As he begins what we know as Chapter 4, Paul communicates that he is not discouraged in the ministry despite some of the deep valleys that his ministry may have taken him through. The mission has been given to him by God (4:1) and so he does not “lose heart.

The thread of this same idea is picked up at the end of the chapter when Paul says: “Therefore we do not lose heart. Though outwardly we are wasting away, yet inwardly we are being renewed day by day. For our light and momentary troubles are achieving for us an eternal glory that far outweighs them all. So we fix our eyes not on what is seen, but on what is unseen, since what is seen is temporary, but what is unseen is eternal” (4:16-18).

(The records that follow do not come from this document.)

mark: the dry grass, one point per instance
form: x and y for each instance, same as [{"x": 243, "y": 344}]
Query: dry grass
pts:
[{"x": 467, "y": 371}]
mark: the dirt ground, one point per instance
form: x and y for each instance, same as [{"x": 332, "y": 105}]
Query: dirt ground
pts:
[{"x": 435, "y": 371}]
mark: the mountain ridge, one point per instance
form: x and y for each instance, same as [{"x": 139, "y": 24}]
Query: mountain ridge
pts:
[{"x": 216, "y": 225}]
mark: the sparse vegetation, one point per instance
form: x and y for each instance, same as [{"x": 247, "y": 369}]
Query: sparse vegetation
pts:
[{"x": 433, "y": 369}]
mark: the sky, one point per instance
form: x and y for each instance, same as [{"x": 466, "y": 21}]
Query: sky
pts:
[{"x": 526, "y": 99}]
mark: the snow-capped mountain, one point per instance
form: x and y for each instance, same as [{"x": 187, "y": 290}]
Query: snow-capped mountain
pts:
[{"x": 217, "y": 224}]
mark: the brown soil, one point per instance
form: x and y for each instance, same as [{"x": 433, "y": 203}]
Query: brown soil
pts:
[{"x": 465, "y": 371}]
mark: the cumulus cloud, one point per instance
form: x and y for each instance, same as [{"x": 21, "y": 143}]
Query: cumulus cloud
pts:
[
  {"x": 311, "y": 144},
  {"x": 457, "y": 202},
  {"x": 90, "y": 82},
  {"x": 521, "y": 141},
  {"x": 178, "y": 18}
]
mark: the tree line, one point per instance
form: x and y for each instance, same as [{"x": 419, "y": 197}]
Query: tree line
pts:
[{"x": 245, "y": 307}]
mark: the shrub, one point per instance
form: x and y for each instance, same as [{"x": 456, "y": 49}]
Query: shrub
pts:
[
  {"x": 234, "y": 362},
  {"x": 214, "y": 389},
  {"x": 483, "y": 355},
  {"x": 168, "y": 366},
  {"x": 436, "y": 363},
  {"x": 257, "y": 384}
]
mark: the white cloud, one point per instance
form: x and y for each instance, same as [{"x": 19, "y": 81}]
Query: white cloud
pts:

When I walk, particularly in the winter, I watch my feet. A couple of bad falls last year, a pair of broken glasses and a scratched face, were sufficient to teach me the lesson. The trouble with watching your feet is that you miss the sunrise, the beautiful snow frosting the trees, and whatever friend is waving to you from the other side of the street!

Perspective is everything in life. Perspective is everything in ministry. It turns out that the reverse to walking safely on a winter sidewalk is true when it comes to not stumbling in life and to persevering in ministry. You have to keep looking up—at Jesus. Keeping your eyes on what’s at your feet will only lead to your downfall.